La France cherche, elle aussi, à affirmer sa puissance militaire. En 1945, elle a déjà autorité sur 5 000 à 6 000 soldats français et commande également les 18 000 hommes des troupes spéciales. Elle obtient de surcroît le renfort de 2 500 hommes. Leur arrivée, à bord des croiseurs Montcalm et Jeanne d’Arc, agit comme l’un des détonateurs de l’insurrection du mois de mai 1945.
Fers croisés entre deux gendarmeries
A partir du 10 mai 1945, les postes et les casernes françaises des grandes villes sont attaqués par des Syriens armés, le plus souvent encadrés par la gendarmerie syrienne. Si les petites structures qu’offre la gendarmerie prévôtale sont les cibles privilégiées des insurgés, il est difficile de savoir si le choix de la gendarmerie syrienne qui orchestre ces attaques, est plus affectif que tactique. Mais, que ce soit à Alep, Deirez-Zor, Damas ou Homs, la confrontation franco-syrienne ressemble à des combats entre gendarmes.
A Alep, le 20 mai 1945, le gendarme Payet, identifié à bord d’une voiture militaire, est personnellement visé par des tirs. Blessé, il meurt sous les coups de la vindicte populaire. Cet incident excite les insurgés qui se livrent ensuite à l’attaque de la prison prévôtale dont l’évacuation s’effectue in extremis. Au cours des deux mois suivants, le poste prévôtal doit, par trois fois et sous la menace, évacuer les lieux.
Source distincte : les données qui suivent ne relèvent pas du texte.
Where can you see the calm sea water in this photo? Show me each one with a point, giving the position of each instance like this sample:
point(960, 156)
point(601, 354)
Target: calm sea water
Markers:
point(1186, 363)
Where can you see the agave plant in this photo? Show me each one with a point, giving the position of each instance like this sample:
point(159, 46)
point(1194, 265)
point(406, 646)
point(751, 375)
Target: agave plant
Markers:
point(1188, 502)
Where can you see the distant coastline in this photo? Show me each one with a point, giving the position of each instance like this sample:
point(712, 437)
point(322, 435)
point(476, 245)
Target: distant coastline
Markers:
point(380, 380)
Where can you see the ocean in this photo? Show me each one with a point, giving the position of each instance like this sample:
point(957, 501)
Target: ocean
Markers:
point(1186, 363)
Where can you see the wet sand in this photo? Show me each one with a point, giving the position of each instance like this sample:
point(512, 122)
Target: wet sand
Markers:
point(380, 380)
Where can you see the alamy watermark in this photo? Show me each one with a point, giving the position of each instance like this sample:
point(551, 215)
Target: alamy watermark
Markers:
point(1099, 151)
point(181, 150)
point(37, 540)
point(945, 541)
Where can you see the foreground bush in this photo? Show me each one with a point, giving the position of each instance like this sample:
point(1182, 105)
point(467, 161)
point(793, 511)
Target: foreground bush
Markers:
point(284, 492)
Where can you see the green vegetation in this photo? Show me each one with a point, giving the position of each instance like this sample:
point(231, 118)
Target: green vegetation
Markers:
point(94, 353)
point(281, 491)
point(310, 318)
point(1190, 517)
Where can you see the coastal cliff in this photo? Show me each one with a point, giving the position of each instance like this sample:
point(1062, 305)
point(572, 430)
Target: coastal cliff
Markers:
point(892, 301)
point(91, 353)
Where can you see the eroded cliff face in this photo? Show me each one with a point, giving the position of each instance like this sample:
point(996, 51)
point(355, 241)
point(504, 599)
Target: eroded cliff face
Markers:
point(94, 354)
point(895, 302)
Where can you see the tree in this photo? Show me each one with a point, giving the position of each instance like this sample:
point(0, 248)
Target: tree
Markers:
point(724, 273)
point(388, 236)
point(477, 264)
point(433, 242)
A Deir-ez-Zor, la gendarmerie syrienne ne peut être totalement rendue responsable du massacre du personnel du poste prévôtal de la ville. Elle a, en effet, proposé une reddition. Cette initiative est refusée par l’adjudant Penasse qui, assiégé et coupé de toute communication depuis l’aube, n’a certainement pas saisi l’ampleur nationale de l’insurrection. Il demeure néanmoins certain que la gendarmerie syrienne assure l’encadrement de cette manifestation. L’acharnement de la population à torturer les quatre Français et les huit Syriens qui composent ce poste et dont ils connaissent bien les visages, souligne l’intensité de l’émoi populaire qui guide cette insurrection.
A Damas, la gendarmerie agit sur plusieurs fronts, assumant son rôle prévôtal mais n’hésitant pas à prendre les armes au cours d’actions de maintien de l’ordre.
Enfin, à Homs et à Lattaquié, les gendarmes prévôtaux participent activement à la défense des deux garnisons de ces villes.
La prévôté, d’après les archives françaises, ne montre aucune défaillance au cours de ces événements. Alors que son état et sa fiabilité sont fortement décriés au début de l’année 1945, notamment quant à la faiblesse et la valeur de ses effectifs, la cohésion prévôtale ne semble pas faire défaut. Il importe de souligner que l’implantation géographique des postes prévôtaux et le caractère local de ces insurrections conduisent à une inévitable personnalisation des conflits. Il en est ainsi à Deir-ez-Zor où le poste prévôtal, établi dans cette ville depuis de nombreuses années, semble appartenir à son paysage social. Les gendarmes français, personnellement ciblés par ces attaques, sont acculés. Ainsi placés en situation de légitime défense, la défection au combat n’est alors aucunement envisageable.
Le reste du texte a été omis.